2. Have Your Eyes Checked Every Year
As people age, risk for vision loss and eye-related diseases can increase, and consequently, increase your risk for falling. People with vision problems, including glaucoma or cataracts, are twice as likely to fall compared to those without any visual impairments. Have your vision checked once a year by your doctor, and make sure your prescription is up to date.
3. Keep Your Home Safe
More than half of all falls occur at home. Remove tripping hazards from stairs and walkways. Home modifications including adding grab bars in the bathrooms, handrails for the stairs, non-slip mats in the bathrooms, and improved lighting can help prevent potential falls.

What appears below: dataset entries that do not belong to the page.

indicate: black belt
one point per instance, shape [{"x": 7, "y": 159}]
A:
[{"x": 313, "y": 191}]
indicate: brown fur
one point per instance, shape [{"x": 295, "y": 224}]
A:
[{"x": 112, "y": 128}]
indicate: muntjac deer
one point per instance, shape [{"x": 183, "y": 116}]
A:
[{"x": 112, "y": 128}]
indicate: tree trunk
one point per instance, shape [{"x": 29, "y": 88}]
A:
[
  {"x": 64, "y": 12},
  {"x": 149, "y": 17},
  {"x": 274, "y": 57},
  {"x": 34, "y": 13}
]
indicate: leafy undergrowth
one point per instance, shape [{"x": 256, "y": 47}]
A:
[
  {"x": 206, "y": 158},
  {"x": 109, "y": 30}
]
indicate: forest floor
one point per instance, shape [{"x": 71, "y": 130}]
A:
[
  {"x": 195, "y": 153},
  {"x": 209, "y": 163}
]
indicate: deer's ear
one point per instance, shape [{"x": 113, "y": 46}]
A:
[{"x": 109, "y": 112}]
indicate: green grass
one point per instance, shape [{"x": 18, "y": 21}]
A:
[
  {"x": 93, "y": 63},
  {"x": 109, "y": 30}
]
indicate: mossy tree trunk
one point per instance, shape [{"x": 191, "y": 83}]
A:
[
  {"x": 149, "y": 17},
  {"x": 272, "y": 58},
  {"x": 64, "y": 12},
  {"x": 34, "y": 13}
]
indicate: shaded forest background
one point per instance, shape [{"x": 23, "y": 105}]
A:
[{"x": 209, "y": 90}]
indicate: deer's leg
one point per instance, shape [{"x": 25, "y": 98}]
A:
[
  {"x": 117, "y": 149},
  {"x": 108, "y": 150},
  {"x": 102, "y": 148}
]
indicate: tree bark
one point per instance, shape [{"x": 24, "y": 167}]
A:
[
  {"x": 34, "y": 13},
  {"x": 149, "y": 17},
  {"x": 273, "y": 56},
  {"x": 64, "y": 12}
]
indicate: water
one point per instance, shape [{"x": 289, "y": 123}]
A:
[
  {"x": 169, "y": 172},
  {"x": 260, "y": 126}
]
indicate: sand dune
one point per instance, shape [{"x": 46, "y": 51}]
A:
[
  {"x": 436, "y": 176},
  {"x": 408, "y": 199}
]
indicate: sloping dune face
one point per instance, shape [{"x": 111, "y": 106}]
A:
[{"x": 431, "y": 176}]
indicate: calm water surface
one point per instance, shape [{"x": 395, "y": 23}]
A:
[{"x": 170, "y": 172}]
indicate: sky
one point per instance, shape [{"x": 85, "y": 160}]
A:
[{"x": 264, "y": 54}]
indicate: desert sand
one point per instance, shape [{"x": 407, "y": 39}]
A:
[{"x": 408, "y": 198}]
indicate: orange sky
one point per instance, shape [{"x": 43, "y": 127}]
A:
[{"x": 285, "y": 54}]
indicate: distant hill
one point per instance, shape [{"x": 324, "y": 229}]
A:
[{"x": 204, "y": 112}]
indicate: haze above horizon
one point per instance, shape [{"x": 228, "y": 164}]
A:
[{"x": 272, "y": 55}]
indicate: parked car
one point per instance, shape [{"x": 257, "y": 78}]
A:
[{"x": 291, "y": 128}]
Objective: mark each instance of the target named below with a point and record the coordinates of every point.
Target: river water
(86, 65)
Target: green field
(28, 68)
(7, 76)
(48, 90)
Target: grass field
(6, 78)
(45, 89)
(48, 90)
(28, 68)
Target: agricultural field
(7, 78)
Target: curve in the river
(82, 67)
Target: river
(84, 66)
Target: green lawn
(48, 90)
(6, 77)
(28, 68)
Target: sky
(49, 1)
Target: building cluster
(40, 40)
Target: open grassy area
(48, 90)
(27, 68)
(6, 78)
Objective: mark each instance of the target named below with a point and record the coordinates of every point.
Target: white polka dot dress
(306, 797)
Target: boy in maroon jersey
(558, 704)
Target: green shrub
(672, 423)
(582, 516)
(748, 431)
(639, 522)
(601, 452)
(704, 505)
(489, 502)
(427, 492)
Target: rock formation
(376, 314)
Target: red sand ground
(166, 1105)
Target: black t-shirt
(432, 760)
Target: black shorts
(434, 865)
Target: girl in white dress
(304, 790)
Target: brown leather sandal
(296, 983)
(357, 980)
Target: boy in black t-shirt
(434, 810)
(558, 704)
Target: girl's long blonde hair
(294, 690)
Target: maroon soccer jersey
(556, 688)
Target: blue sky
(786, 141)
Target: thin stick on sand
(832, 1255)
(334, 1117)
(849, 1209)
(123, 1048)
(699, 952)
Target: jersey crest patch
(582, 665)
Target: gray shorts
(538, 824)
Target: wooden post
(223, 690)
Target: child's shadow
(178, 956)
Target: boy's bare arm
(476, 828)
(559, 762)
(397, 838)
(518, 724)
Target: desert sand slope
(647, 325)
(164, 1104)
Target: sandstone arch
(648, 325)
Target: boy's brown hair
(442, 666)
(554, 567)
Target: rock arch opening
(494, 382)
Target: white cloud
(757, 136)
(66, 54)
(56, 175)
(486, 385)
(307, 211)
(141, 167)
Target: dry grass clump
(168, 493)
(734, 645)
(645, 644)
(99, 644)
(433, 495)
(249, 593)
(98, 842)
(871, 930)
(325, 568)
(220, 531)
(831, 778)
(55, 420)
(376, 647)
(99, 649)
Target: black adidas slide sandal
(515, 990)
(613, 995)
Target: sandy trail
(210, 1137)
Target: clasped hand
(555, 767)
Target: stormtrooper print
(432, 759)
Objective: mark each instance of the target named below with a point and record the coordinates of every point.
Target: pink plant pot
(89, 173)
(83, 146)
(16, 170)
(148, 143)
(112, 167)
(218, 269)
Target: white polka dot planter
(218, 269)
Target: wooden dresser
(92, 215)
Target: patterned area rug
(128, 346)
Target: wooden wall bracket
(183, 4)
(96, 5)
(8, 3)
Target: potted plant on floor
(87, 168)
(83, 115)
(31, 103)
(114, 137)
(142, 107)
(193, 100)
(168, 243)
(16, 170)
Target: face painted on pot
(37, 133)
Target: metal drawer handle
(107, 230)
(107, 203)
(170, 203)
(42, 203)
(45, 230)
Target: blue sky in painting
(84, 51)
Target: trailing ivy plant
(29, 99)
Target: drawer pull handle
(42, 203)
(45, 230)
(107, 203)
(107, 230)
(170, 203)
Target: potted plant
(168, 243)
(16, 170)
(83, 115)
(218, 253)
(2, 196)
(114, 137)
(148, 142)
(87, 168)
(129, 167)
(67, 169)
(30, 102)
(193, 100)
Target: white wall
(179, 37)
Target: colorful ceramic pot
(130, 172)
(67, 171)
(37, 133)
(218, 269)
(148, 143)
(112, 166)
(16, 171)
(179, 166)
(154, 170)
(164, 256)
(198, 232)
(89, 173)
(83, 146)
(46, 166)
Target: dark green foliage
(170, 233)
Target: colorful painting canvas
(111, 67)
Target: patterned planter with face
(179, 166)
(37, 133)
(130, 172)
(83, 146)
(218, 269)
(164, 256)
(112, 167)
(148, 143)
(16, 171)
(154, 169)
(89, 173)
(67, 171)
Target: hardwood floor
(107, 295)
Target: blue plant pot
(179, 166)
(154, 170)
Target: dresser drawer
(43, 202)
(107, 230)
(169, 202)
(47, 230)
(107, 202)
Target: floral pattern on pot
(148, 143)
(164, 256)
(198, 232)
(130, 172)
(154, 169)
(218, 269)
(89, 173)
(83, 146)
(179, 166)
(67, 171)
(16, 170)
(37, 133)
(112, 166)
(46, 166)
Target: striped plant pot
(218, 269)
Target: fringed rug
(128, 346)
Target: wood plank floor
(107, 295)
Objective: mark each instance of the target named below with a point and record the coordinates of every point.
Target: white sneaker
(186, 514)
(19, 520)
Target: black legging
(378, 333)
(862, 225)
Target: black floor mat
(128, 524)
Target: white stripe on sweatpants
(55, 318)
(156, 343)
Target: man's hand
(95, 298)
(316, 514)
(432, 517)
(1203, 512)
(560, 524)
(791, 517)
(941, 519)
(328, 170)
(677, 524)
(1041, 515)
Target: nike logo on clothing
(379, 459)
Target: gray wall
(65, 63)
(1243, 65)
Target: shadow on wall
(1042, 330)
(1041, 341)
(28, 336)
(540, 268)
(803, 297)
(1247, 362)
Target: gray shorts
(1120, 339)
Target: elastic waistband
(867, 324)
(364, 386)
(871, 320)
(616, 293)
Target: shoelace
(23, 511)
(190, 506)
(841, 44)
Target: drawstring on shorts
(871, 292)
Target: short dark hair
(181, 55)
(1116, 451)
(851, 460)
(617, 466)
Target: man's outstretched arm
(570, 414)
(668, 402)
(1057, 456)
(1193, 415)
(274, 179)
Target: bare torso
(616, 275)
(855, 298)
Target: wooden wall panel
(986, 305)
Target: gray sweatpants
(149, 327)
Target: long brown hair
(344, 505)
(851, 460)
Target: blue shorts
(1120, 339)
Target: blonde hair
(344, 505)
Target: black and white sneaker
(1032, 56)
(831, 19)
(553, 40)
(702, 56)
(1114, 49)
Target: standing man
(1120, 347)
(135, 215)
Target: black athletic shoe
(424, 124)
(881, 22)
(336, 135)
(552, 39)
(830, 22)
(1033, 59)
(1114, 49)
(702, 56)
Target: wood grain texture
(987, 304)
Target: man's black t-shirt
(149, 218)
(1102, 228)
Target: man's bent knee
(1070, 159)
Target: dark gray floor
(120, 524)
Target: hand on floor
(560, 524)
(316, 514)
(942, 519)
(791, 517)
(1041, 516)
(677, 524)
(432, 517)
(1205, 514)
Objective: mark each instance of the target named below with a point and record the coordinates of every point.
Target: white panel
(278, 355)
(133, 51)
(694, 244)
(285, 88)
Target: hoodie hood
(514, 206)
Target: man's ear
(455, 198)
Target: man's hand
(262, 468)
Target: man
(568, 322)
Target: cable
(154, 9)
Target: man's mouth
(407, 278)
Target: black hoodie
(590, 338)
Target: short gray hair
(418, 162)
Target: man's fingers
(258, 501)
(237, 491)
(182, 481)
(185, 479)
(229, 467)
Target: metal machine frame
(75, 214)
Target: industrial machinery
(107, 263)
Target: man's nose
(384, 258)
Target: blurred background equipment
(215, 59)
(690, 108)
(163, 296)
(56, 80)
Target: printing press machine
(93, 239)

4. Check Your Medications and Side Effects
Talk to your doctor to review all of your medications and their potential side effects. Some medications can make you dizzy or sleepy, increasing your risk of falling.
5. Talk to Your Doctor
Have your doctor evaluate your risk for falling and tell them if you have fallen in the past year, or have any fears about falling. They can perform health assessments, including STEADi (Stopping Elderly Accidents, Deaths, and Injuries, and TUG (Timed Up and Go), to help you maintain your health, mobility, and independence. In addition, they may recommend walking aids to help you remain fall-free.